Everything I Don’t Want You To Know About My Dating Life.
So… are you seeing anyone right now?”
A common question I hear — coming from old friends, new acquaintances and occasionally strangers. Usually it’s brought up after we’ve discussed just about everything else that’s going on in our lives. At that point, it seems appropriate for the other person to ask what might be an intrusive question for me.
“No, not right now… I’m just not really looking at the moment.” Is how I usually respond. I figure that’s close enough to the truth.
After a while, I have to wonder if the same friends get tired of asking only to keep getting the same response. In any case, I appreciate their curiosity in wanting know what’s going on with me.
I’ve had several friends share their hangups with dating — we all have. I’ve also read countless (four+) articles describing the “dating scene”, and how difficult it is for people to find a partner these days. Most of what’s out there sounds pretty disheartening, but not all of it. In general, the whole affair doesn’t sound like much fun — but to be honest, sitting outside of it hasn’t been much fun either.
After all, do I have to let another year go by with me saying that I’ll just “love myself” first, before looking for any kind of relationship?
(All the while, having a longing for intimacy that everyone around me is probably aware of.)
Just a few weeks ago, I attended a meetup group where people get to bring up any issues they’re experiencing, and receive feedback from other participants. In that particular meeting, one woman brought up how she hadn’t been in a relationship in several years.
Right away, everyone in the room could relate to what she was saying. Not only that, but we were all glad she brought it up, as it’s something people usually don’t get to talk about openly.

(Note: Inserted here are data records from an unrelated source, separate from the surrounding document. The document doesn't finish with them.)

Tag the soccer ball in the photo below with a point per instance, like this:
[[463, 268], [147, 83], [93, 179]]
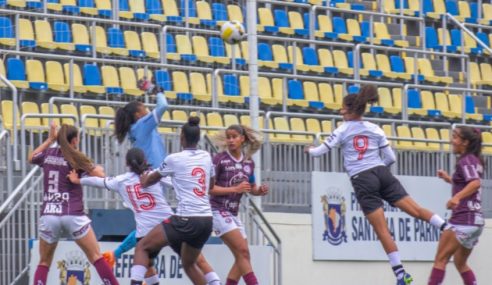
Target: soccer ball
[[232, 32]]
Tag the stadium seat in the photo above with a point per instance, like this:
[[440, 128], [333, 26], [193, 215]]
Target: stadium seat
[[111, 80], [116, 42], [78, 86], [8, 115], [54, 76], [7, 34], [132, 41], [92, 79], [81, 38], [16, 73], [129, 81], [68, 109]]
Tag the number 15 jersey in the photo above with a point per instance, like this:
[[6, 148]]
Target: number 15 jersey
[[361, 142], [190, 171]]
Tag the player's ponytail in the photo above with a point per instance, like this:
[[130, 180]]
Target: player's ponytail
[[135, 160], [125, 117], [356, 103], [191, 131], [75, 158]]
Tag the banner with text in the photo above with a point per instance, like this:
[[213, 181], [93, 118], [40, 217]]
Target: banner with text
[[341, 232], [70, 266]]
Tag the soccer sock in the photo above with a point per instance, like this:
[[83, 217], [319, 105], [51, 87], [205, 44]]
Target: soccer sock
[[437, 276], [212, 278], [231, 282], [105, 272], [395, 262], [41, 275], [250, 278], [469, 278], [152, 280]]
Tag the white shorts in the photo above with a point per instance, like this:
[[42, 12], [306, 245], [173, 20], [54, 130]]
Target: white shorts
[[225, 222], [467, 236], [52, 228]]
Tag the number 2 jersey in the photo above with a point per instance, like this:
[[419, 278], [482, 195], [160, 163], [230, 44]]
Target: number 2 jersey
[[361, 143], [190, 171], [149, 205], [60, 196]]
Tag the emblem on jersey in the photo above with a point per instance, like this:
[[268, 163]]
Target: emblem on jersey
[[334, 210], [74, 269]]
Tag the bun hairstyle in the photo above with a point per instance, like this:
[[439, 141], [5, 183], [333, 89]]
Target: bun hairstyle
[[135, 159], [75, 158], [191, 131], [356, 103], [252, 139]]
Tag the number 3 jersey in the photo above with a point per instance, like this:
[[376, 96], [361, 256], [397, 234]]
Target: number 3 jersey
[[361, 142], [149, 205], [190, 171], [60, 196]]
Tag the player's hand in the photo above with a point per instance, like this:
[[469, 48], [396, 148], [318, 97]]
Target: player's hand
[[109, 257], [443, 175], [73, 176], [453, 203], [243, 187]]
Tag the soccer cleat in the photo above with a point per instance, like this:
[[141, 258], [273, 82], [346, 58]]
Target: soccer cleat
[[405, 280], [109, 257]]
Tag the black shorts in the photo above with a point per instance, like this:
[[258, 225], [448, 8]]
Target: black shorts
[[195, 231], [374, 185]]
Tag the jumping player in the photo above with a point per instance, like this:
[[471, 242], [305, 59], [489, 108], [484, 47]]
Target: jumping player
[[63, 206], [234, 175], [186, 232], [361, 143], [467, 219]]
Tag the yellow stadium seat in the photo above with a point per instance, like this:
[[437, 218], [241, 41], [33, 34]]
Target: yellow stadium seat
[[327, 97], [150, 45], [341, 62], [68, 109], [101, 40], [235, 13], [299, 59], [44, 35], [129, 81], [35, 71], [45, 109], [55, 77], [418, 133], [78, 86], [214, 120], [107, 111], [404, 133]]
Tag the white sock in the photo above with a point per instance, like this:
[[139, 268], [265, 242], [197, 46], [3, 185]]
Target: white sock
[[152, 280], [436, 221], [138, 272], [212, 278]]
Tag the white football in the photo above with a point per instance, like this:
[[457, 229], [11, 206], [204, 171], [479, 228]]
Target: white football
[[232, 32]]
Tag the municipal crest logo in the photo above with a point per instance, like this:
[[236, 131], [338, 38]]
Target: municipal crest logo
[[334, 210], [74, 269]]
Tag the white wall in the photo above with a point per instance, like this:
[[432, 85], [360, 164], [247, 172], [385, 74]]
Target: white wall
[[299, 267]]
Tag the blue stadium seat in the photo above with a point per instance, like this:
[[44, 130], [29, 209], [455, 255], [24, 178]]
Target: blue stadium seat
[[163, 80], [231, 85]]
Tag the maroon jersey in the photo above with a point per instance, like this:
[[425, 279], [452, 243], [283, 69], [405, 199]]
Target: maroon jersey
[[60, 196], [469, 210], [228, 173]]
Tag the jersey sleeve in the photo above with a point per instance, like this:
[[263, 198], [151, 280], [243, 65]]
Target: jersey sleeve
[[167, 167]]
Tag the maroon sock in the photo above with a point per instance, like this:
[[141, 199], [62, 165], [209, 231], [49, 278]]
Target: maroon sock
[[41, 275], [437, 276], [105, 272], [469, 278], [250, 278], [231, 282]]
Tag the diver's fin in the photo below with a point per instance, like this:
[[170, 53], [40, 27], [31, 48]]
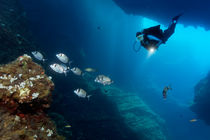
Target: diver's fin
[[175, 19], [89, 97]]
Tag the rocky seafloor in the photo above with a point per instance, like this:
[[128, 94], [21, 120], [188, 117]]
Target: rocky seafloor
[[29, 104], [111, 113], [201, 104], [25, 94]]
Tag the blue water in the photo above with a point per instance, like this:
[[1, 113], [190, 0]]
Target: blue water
[[72, 27]]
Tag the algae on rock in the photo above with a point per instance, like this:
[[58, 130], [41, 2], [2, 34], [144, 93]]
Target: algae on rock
[[25, 92]]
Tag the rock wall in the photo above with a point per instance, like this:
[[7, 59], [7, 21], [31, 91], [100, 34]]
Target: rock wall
[[201, 105], [14, 34]]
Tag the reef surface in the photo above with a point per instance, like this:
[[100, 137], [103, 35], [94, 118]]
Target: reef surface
[[110, 113], [25, 94]]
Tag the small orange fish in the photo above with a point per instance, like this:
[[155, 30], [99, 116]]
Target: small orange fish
[[193, 120], [21, 115], [68, 126]]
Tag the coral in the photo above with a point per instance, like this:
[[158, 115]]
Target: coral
[[25, 92], [201, 104]]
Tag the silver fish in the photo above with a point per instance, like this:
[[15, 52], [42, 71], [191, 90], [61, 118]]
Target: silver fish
[[77, 71], [81, 93], [102, 79], [59, 69], [38, 55], [62, 57], [90, 70]]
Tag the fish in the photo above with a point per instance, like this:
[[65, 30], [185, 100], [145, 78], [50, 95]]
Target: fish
[[68, 126], [77, 71], [59, 68], [193, 120], [66, 68], [165, 91], [81, 93], [38, 55], [102, 79], [62, 57], [90, 70]]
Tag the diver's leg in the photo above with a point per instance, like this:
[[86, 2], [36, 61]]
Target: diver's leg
[[168, 32]]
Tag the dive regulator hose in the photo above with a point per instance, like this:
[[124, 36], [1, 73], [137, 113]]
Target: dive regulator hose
[[136, 47]]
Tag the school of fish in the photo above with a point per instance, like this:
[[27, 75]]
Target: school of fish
[[65, 66]]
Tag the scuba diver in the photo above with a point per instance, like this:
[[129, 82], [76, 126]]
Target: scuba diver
[[165, 91], [151, 38]]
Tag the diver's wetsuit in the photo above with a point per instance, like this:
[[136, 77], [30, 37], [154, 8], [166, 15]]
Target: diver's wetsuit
[[154, 36]]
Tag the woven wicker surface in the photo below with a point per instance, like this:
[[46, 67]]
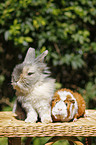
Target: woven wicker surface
[[11, 127]]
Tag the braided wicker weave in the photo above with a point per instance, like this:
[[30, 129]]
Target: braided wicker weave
[[11, 127]]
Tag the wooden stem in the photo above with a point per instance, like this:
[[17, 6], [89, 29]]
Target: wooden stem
[[71, 139]]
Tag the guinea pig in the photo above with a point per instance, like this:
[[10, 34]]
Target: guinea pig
[[67, 105]]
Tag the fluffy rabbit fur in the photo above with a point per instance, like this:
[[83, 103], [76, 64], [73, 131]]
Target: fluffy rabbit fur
[[34, 88], [67, 105]]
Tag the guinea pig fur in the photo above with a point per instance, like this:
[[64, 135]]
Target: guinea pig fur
[[67, 105]]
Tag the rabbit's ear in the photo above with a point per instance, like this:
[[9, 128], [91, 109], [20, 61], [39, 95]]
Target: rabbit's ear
[[40, 58], [30, 56]]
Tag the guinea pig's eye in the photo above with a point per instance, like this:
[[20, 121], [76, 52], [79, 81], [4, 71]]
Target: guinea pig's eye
[[30, 73]]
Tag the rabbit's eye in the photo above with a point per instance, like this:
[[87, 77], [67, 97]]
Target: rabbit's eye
[[30, 73]]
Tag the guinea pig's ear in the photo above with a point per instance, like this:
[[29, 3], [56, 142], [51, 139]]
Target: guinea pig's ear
[[73, 101]]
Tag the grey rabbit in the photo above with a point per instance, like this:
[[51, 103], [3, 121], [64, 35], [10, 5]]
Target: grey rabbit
[[34, 87]]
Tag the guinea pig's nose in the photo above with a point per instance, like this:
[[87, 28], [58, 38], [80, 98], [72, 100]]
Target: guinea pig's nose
[[59, 109]]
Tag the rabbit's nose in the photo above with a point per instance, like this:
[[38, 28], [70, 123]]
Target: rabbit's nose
[[59, 109]]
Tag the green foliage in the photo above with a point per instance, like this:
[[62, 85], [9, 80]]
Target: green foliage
[[66, 28]]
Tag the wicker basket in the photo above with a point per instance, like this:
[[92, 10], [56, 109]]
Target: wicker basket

At the time I didn’t have any advice to offer; few genuine words of encouragement as I hadn’t quite figured out this area of my life. As the meeting played out, I was caught up reflecting on my own experience…
Before I go on, I ought to lay out some relevant stats about me:
Time since last relationship: Almost 5 years.
# of dates since then: … Very few.
It’s a bit embarrassing to be writing about this, since it seems like everyone else is doing a lot better than me (this is a competition, right?).
And it’s difficult to explain what exactly I’ve been doing throughout all that time. I was trying to figure out my career before getting involved in any kind of romance. At least, that’s been the ongoing narrative in my head for about as far back as I can remember. I’ve also been living with my parents, so most of the time I took myself “off the market” so to speak. But the reality was that most of the time, I never saw myself as being worthy of being in a relationship.
There were short bouts of wanting to find dates to go on, too. At one point, I was working with a life coach to get me out of my comfort zone and introduce myself to women who I’d meet in public. Sometimes I’d bug my friends for their accountability so that I’d actually follow through on this.
Despite my clumsiness, that usually led to some pleasant interactions. Not much in the way of dates or relationships, but fun conversations nonetheless.
Eventually I’d find some way to chicken out, though. I’d decide that something else should be a priority in my life — some project, job or other endeavor would take shape, and I’d put dating off to the side. No matter how many people told me to just go for it — that I have plenty of qualities that someone would be into, I still never felt content with myself.
In the end, those jobs came & went, some projects crashed and I wound up where I started in this whole career game, too — and back at my parents’ place.
Almost two years ago I decided to move temporarily to another country (Bali, Indonesia), and thought that might shake things up a bit for me. What stood out to me most, underneath the sense of awe and excitement of being in a new country, were the recurring doubtful thought patterns that I’ve carried with me all along.
However, one of my few dating experiences brought me a brief moment of clarity. Having spent a day together exploring the area, I took my date back to her hotel in the evening.
(No, “that” didn’t happen, but it was a memorable experience nonetheless).
We laid down next to each other on her hammock and she was quickly falling asleep besides me. My mind raced — not to make anything happen in this situation, but just surprised by how normal it felt to be in someone’s company.
Looking up at the stars, I couldn’t help but think to myself…
About all the time I’d spent alone, wishing I was someone or somewhere else.
About the books & articles I’d read on dating and relationships.
About my friends’ advice to improve my dating life.
And after all that, realizing that this sweet experience I’ve been robbing myself of…
Was just a natural thing for two people to do.
Although I might not be the most “successful” in the dating world, I won’t look back on my experience as being totally fruitless.
After all, the love I’ve received from women came in many different forms that didn’t involve having sex — whether that be support and encouragement, guidance, or affection. Maybe my Bros will say that I ended up in the “Friend Zone”, but between those particular women and I — I don’t wish that our relationships were any different. To do so would be overlooking the impact they had on me.
Maybe I had to go through all that time being “alone” for me to realize:
I don’t need to be inside a woman to know that I’m alright as a person.
But hopefully I won’t spend another few years telling myself the same thing :o).
In either case, I hope someone reads this and feels they’re not alone, after all.